While I was there an uncle died and I was able to observe a Muslim burial. He died at night and was buried the following morning. The body (with no coffin) was placed in a narrow trench at the bottom of the grave and planks were placed over it before the earth was put in. Only men took part actively in the prayer ceremony which preceded the burial, the women having done a sort of wailing, rather like Irish keening, in the house before the removal (I was kept awake one night in Maga by horrendous wailing when a neighbour died suddenly). After the burial the deceased’s close male relations sit around for a couple of weeks and receive the salutations of visitors. There is a ceremony, which is similar to the anniversary ceremony, after a few days and again after 40 days as well as on each anniversary thereafter.

Although women had a secondary role in the formal ceremonies in the Muslim household that I visited in Foumban, women and men otherwise mixed on a fairly equal footing there, except that virtually all the preparation of food was done by women (in Muslim households in Maga women are more in the background except when they bring food). The clear leader of the Foumban household was a grand-mother who was a sprightly 85 (in Cameroon, life expectancy is in the low 50s, but probably higher than this in the West and lower than this in the Far North, where people die at an alarming rate). She had brought up many of her grand-children, as well as her own children, and probably also children and grand-children of her late husband’s other wives. The household currently has a number of women and children.
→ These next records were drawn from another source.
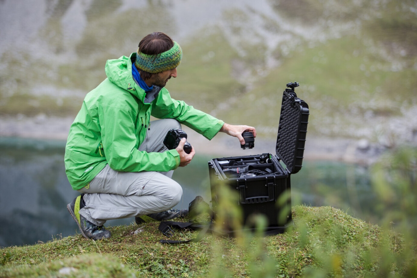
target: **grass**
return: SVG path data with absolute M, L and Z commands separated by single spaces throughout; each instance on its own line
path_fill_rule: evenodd
M 0 249 L 0 277 L 58 277 L 63 271 L 85 277 L 416 277 L 416 161 L 417 149 L 407 147 L 372 165 L 379 204 L 375 209 L 386 212 L 379 225 L 331 206 L 297 205 L 286 233 L 265 237 L 262 216 L 254 219 L 254 233 L 207 235 L 197 243 L 174 245 L 159 243 L 165 238 L 156 222 L 110 227 L 112 236 L 107 240 L 77 234 Z M 215 228 L 230 225 L 239 230 L 237 193 L 221 184 L 218 188 L 222 198 Z M 173 239 L 189 239 L 196 233 L 176 231 Z
M 377 277 L 370 275 L 393 271 L 395 277 L 407 277 L 402 276 L 407 268 L 399 262 L 382 263 L 381 250 L 394 258 L 412 252 L 413 256 L 404 262 L 416 262 L 415 246 L 405 246 L 400 235 L 386 233 L 340 210 L 296 206 L 292 213 L 293 229 L 264 238 L 211 235 L 196 243 L 163 245 L 153 223 L 137 235 L 136 225 L 110 227 L 112 236 L 107 240 L 95 242 L 77 234 L 9 247 L 1 250 L 0 276 L 60 277 L 67 268 L 72 270 L 68 277 L 291 277 L 322 272 Z M 176 238 L 195 236 L 187 231 L 175 234 Z

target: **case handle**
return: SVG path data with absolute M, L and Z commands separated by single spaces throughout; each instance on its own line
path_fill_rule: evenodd
M 239 195 L 240 196 L 240 203 L 257 204 L 275 200 L 275 190 L 274 190 L 275 185 L 274 183 L 268 183 L 267 184 L 265 185 L 266 186 L 268 186 L 268 196 L 257 196 L 248 198 L 246 198 L 246 186 L 239 185 Z

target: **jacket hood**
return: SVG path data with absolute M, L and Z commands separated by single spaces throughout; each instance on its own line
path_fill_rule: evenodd
M 112 83 L 143 100 L 145 91 L 138 86 L 132 76 L 132 61 L 136 59 L 136 53 L 132 53 L 130 57 L 122 56 L 118 59 L 107 60 L 105 70 L 107 78 Z M 132 88 L 134 88 L 132 89 Z

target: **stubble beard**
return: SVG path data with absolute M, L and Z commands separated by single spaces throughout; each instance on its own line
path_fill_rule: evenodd
M 168 78 L 169 79 L 169 78 Z M 165 87 L 166 85 L 167 79 L 164 79 L 159 76 L 157 76 L 155 78 L 155 80 L 153 82 L 153 85 L 161 88 Z

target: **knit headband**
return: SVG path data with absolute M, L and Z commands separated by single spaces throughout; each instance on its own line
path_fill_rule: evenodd
M 174 42 L 174 46 L 171 49 L 156 55 L 145 54 L 139 52 L 138 49 L 135 64 L 144 71 L 156 73 L 176 68 L 182 57 L 181 48 L 176 42 Z

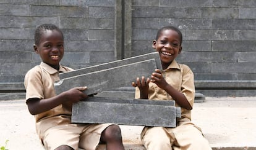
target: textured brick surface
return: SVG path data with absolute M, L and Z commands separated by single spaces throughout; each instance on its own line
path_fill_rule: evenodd
M 137 77 L 148 77 L 156 68 L 155 59 L 145 60 L 65 78 L 54 84 L 55 90 L 56 93 L 60 93 L 73 87 L 87 86 L 88 89 L 84 93 L 96 93 L 130 84 Z
M 111 68 L 119 67 L 122 65 L 129 65 L 140 61 L 147 60 L 150 59 L 154 59 L 156 63 L 156 68 L 161 69 L 161 65 L 158 52 L 151 52 L 150 53 L 130 57 L 121 60 L 116 60 L 109 63 L 100 64 L 98 65 L 80 68 L 72 72 L 61 73 L 59 74 L 59 78 L 61 79 L 63 79 L 65 78 L 74 77 L 83 74 L 90 73 L 92 72 L 95 72 L 100 70 L 109 69 Z
M 71 121 L 175 127 L 181 116 L 173 102 L 92 97 L 74 104 Z

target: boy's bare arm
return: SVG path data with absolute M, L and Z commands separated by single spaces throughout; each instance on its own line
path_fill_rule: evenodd
M 187 110 L 191 110 L 192 109 L 186 97 L 166 81 L 162 76 L 161 70 L 157 69 L 155 70 L 155 73 L 152 73 L 151 82 L 156 84 L 160 88 L 164 90 L 181 107 Z
M 77 103 L 87 97 L 87 95 L 82 92 L 86 89 L 86 87 L 75 87 L 52 98 L 42 100 L 28 99 L 27 104 L 29 112 L 35 115 L 48 111 L 61 104 Z

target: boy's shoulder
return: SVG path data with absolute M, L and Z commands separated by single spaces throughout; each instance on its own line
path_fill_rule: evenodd
M 36 65 L 36 66 L 35 66 L 34 67 L 33 67 L 32 68 L 31 68 L 30 69 L 29 69 L 28 71 L 28 72 L 27 73 L 27 74 L 32 73 L 40 72 L 41 71 L 41 68 L 40 66 L 40 65 Z
M 190 68 L 186 65 L 184 63 L 179 63 L 179 66 L 181 70 L 183 70 L 183 72 L 187 73 L 187 72 L 192 72 Z

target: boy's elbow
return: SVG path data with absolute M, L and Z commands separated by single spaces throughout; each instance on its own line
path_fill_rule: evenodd
M 28 111 L 32 115 L 36 115 L 38 114 L 36 110 L 34 110 L 33 109 L 30 108 L 28 108 Z

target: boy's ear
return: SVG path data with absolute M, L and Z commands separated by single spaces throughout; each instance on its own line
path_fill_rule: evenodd
M 156 40 L 154 40 L 154 41 L 153 41 L 153 42 L 152 42 L 152 47 L 153 47 L 153 49 L 156 49 Z
M 33 45 L 33 47 L 34 47 L 34 51 L 35 51 L 35 52 L 36 53 L 38 53 L 39 52 L 38 52 L 38 49 L 37 47 L 37 45 L 36 44 L 34 44 Z
M 179 47 L 179 53 L 178 53 L 179 54 L 180 54 L 181 53 L 181 50 L 182 50 L 182 46 L 181 46 Z

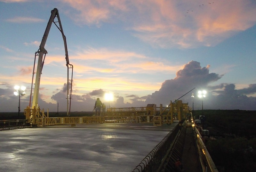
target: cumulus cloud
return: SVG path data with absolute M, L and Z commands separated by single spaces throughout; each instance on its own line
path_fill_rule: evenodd
M 209 73 L 209 66 L 202 68 L 200 63 L 191 61 L 176 73 L 174 79 L 165 80 L 159 91 L 147 99 L 148 103 L 162 102 L 167 104 L 195 87 L 205 88 L 208 84 L 220 79 L 221 76 Z
M 202 67 L 199 62 L 191 61 L 185 64 L 183 69 L 176 72 L 176 76 L 173 79 L 164 82 L 161 88 L 151 94 L 141 97 L 135 94 L 118 95 L 118 92 L 114 93 L 115 100 L 111 102 L 111 106 L 116 108 L 144 107 L 148 104 L 160 104 L 165 106 L 175 100 L 183 96 L 180 100 L 184 103 L 188 102 L 192 108 L 191 94 L 194 93 L 193 99 L 194 109 L 201 109 L 202 100 L 196 97 L 197 91 L 205 89 L 207 91 L 206 97 L 204 98 L 204 109 L 223 109 L 255 110 L 256 97 L 248 97 L 247 95 L 256 93 L 256 84 L 250 84 L 246 88 L 236 89 L 232 83 L 221 83 L 212 86 L 214 82 L 220 79 L 222 75 L 210 72 L 210 66 Z M 7 88 L 0 88 L 0 105 L 1 111 L 15 111 L 14 107 L 17 106 L 18 100 L 13 94 L 13 88 L 7 83 L 2 83 Z M 196 88 L 194 89 L 194 88 Z M 40 108 L 49 108 L 52 111 L 57 110 L 58 103 L 59 109 L 65 111 L 67 109 L 67 85 L 64 84 L 60 89 L 56 90 L 56 93 L 51 98 L 52 102 L 47 102 L 44 100 L 47 96 L 43 93 L 39 94 L 38 104 Z M 41 93 L 45 89 L 40 88 Z M 192 91 L 189 93 L 190 90 Z M 77 94 L 73 93 L 71 96 L 71 111 L 90 111 L 92 110 L 96 99 L 102 97 L 107 92 L 102 88 L 93 90 L 87 93 Z M 186 93 L 188 94 L 185 95 Z M 21 97 L 21 108 L 26 108 L 29 102 L 28 94 Z M 128 99 L 131 102 L 125 99 Z M 102 100 L 104 103 L 104 100 Z M 105 102 L 106 104 L 108 102 Z M 10 109 L 12 109 L 10 110 Z

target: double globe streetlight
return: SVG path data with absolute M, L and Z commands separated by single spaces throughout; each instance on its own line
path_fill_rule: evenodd
M 16 90 L 13 92 L 13 93 L 15 95 L 19 95 L 19 111 L 18 111 L 18 118 L 20 119 L 20 96 L 25 95 L 26 94 L 25 92 L 25 90 L 26 89 L 26 87 L 22 86 L 15 86 L 14 89 Z
M 203 104 L 203 98 L 205 97 L 206 93 L 206 92 L 205 90 L 199 91 L 198 91 L 198 95 L 197 96 L 199 98 L 202 98 L 202 118 L 201 122 L 202 125 L 203 129 L 204 129 L 204 107 Z

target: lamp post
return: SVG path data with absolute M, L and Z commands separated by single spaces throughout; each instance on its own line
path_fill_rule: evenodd
M 15 86 L 14 89 L 16 90 L 13 92 L 13 93 L 15 95 L 19 95 L 19 110 L 18 111 L 18 118 L 20 119 L 20 95 L 23 96 L 26 94 L 25 92 L 25 90 L 26 89 L 26 87 L 25 86 Z
M 192 95 L 191 95 L 191 97 L 192 97 L 192 99 L 193 100 L 193 110 L 192 111 L 192 113 L 193 114 L 194 114 L 194 93 L 192 93 Z
M 204 97 L 205 97 L 205 94 L 206 94 L 206 92 L 205 90 L 199 91 L 198 91 L 198 97 L 199 98 L 201 98 L 202 99 L 202 125 L 203 129 L 204 129 L 204 107 L 203 104 L 203 99 Z

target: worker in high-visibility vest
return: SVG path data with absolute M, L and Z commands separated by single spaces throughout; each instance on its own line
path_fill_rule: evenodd
M 100 100 L 100 98 L 97 98 L 97 100 L 95 101 L 95 115 L 99 116 L 100 115 L 100 109 L 103 106 L 101 101 Z M 98 112 L 98 114 L 97 114 Z

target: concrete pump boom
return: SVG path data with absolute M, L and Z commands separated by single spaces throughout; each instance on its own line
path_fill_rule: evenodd
M 42 39 L 41 44 L 40 44 L 39 49 L 35 53 L 35 61 L 34 62 L 34 67 L 33 71 L 33 75 L 32 78 L 32 83 L 31 86 L 31 91 L 30 92 L 30 99 L 29 100 L 29 107 L 31 107 L 30 108 L 33 109 L 35 108 L 37 108 L 38 107 L 38 97 L 39 93 L 39 88 L 40 85 L 40 79 L 42 74 L 42 71 L 43 69 L 43 67 L 44 65 L 44 59 L 45 58 L 45 56 L 46 54 L 47 53 L 47 51 L 44 49 L 44 46 L 45 45 L 47 37 L 48 36 L 48 35 L 49 33 L 49 32 L 50 30 L 52 24 L 52 23 L 54 24 L 56 26 L 58 27 L 61 33 L 62 34 L 62 38 L 63 38 L 63 40 L 64 42 L 64 46 L 65 49 L 65 53 L 66 53 L 66 60 L 67 64 L 66 65 L 68 69 L 68 77 L 67 77 L 67 115 L 69 116 L 70 114 L 70 109 L 71 105 L 71 91 L 72 90 L 72 82 L 73 80 L 73 65 L 72 64 L 69 64 L 69 60 L 68 59 L 68 49 L 67 46 L 67 41 L 66 41 L 66 38 L 65 35 L 64 35 L 64 33 L 63 32 L 63 30 L 62 28 L 62 26 L 61 26 L 61 23 L 60 22 L 60 16 L 59 14 L 59 12 L 57 8 L 54 8 L 52 11 L 51 15 L 50 18 L 49 19 L 49 21 L 48 22 L 48 24 L 47 25 L 45 30 L 44 31 L 44 36 Z M 58 21 L 54 21 L 54 19 L 55 17 L 57 17 Z M 57 25 L 58 24 L 59 26 Z M 33 100 L 32 103 L 32 106 L 31 106 L 31 99 L 32 95 L 32 87 L 33 85 L 33 79 L 34 79 L 34 74 L 35 72 L 35 64 L 36 59 L 36 56 L 38 56 L 38 62 L 37 63 L 37 68 L 36 69 L 36 80 L 35 81 L 35 88 L 34 88 L 34 94 L 33 94 Z M 71 79 L 70 81 L 70 83 L 69 84 L 69 68 L 71 69 L 72 70 L 72 76 Z M 69 85 L 70 85 L 70 96 L 69 97 Z M 69 104 L 69 109 L 68 107 L 68 104 Z

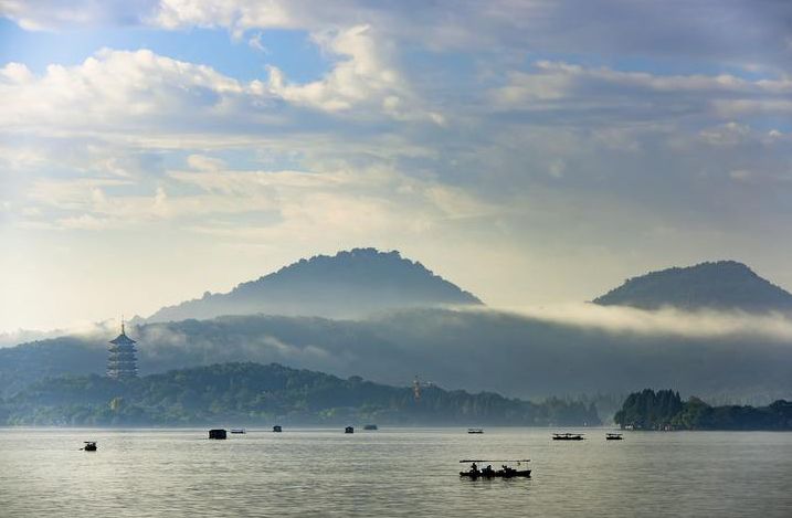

The women could be her daughters, wives of her sons or the equivalent of her fellow wives. These women currently live in this household rather than with their husbands, who work in places such as Douala and Yaounde. The children, though not full brothers and sisters in every case, relate to the “family” in the household and refer to the other children as brothers and sisters. Not all the children of the women in the household live there, some being brought up by other relatives. If this sounds complex, it is!

The main form of amusement in Foumban each evening before dusk was a football match on a pitch carved out in a most unlikely space at the intersection of a few dirt tracks. It was of quite an irregular shape because of the adjoining buildings and there were undulations and some steep inclines over which occasionally an over-enthusiastic player would plunge, to loud cheers. Motos regularly passed through while the football was in progress. The standard of football was actually quite high but methods of scoring goals included bouncing the ball off adjoining walls to score on the rebound, and hitting the ball into a tree above the goal in the hope that it would drop into the goal.